Probably preventing any type of military solution is the uncertainty that North Korea will not launch its nuclear weaponry. As stated previously, it is thought that North Korea now possess the technology to launch intercontinental ballistic missiles that can reach anywhere in the United States, in addition to the entire Korean peninsula. Whether they have the technology to fit nuclear warheads unto such missiles is unknown. While the US military can eliminate several short range and medium range missiles, its simulated tests have not been able to eliminate every missile launched. In addition, regarding long range intercontinental ballistic missiles, the tests have been less promising, with only a little bit more than half being shot down.[v] The United States cannot guarantee a full homeland defense against the threat of a potential North Korean nuclear strike.
To deescalate the situation and reduce the possibility of nuclear war, North Korea will need to be convinced that the United States will not strike first. Doing so would have to include less aggressive signaling against North Korea. To be specific, whenever North Korea chooses an action that signals it is against US interests, the US often responds with a signal of its own — such as large military drills or sending more naval units to the Korean peninsula. To signal in a less aggressive manner, air drills may be replaced by the presence of nuclear-armed submarines.

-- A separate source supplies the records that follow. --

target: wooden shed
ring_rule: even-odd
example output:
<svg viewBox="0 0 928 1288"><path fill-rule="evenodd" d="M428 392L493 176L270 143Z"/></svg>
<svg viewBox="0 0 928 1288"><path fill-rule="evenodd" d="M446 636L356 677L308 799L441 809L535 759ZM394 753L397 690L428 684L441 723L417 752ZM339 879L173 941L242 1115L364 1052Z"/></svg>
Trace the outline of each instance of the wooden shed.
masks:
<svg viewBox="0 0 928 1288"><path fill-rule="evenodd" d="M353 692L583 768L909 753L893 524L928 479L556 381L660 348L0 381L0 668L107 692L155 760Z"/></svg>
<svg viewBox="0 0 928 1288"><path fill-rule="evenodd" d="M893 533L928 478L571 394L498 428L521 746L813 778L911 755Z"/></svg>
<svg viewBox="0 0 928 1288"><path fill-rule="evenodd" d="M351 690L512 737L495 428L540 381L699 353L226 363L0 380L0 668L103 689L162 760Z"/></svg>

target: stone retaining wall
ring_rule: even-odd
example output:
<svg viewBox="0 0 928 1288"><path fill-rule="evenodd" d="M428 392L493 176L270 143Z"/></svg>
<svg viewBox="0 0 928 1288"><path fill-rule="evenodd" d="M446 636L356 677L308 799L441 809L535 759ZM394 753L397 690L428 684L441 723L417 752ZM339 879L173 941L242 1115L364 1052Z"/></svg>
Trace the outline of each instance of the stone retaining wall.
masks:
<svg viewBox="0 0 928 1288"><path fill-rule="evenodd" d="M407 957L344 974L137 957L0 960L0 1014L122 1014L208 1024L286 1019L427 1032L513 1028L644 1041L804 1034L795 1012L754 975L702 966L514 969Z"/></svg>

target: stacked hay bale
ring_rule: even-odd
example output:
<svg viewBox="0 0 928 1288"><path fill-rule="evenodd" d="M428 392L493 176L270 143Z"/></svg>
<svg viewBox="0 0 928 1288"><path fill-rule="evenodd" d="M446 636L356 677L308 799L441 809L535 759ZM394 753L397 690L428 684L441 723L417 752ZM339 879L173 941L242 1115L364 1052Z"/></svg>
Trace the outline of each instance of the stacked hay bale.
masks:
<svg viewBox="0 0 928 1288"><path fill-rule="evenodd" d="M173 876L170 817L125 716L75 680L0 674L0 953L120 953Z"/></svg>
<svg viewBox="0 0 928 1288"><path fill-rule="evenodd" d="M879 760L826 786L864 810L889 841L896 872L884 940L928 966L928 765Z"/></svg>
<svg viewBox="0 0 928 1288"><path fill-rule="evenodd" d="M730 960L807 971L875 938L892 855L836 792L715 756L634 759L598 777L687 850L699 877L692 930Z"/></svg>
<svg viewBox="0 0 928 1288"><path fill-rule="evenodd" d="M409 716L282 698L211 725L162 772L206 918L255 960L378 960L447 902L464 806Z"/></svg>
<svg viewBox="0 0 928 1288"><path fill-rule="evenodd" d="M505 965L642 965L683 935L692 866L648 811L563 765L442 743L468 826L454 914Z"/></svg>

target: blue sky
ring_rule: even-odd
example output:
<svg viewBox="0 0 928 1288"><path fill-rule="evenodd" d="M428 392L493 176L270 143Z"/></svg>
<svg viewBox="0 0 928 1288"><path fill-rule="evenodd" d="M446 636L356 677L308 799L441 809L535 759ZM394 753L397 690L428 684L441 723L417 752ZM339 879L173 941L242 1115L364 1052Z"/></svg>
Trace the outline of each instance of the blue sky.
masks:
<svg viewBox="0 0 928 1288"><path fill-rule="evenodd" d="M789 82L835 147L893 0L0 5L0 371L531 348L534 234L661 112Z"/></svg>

An additional approach could be through China: since practically all attempts at negotiation with North Korea regarding their nuclear weapons program have failed, it is thought that diplomacy through Beijing may provide the solution to North Korea. As China provides support to the North Korean administration, it could have a strong hand in negotiation with North Korea. Of course, such a move would require guarantees from the United States, such as dropping the demand for regime change for North Korea and removing missile defense systems in the Korean peninsula.[vii] A regime change for North Korea into a democratic society is in the perspective of China an ideological threat and the its views the missile defense systems in the regions as weapons that can target China.
It appears that ending North Korean nuclear-proliferation is practically off the table — the strategy of deterrence is that preventing conflict, but to compliment such deterrence, both North Korea and the United States need to reform their policies of aggressive signals in order to provide a sense of calm to the situation.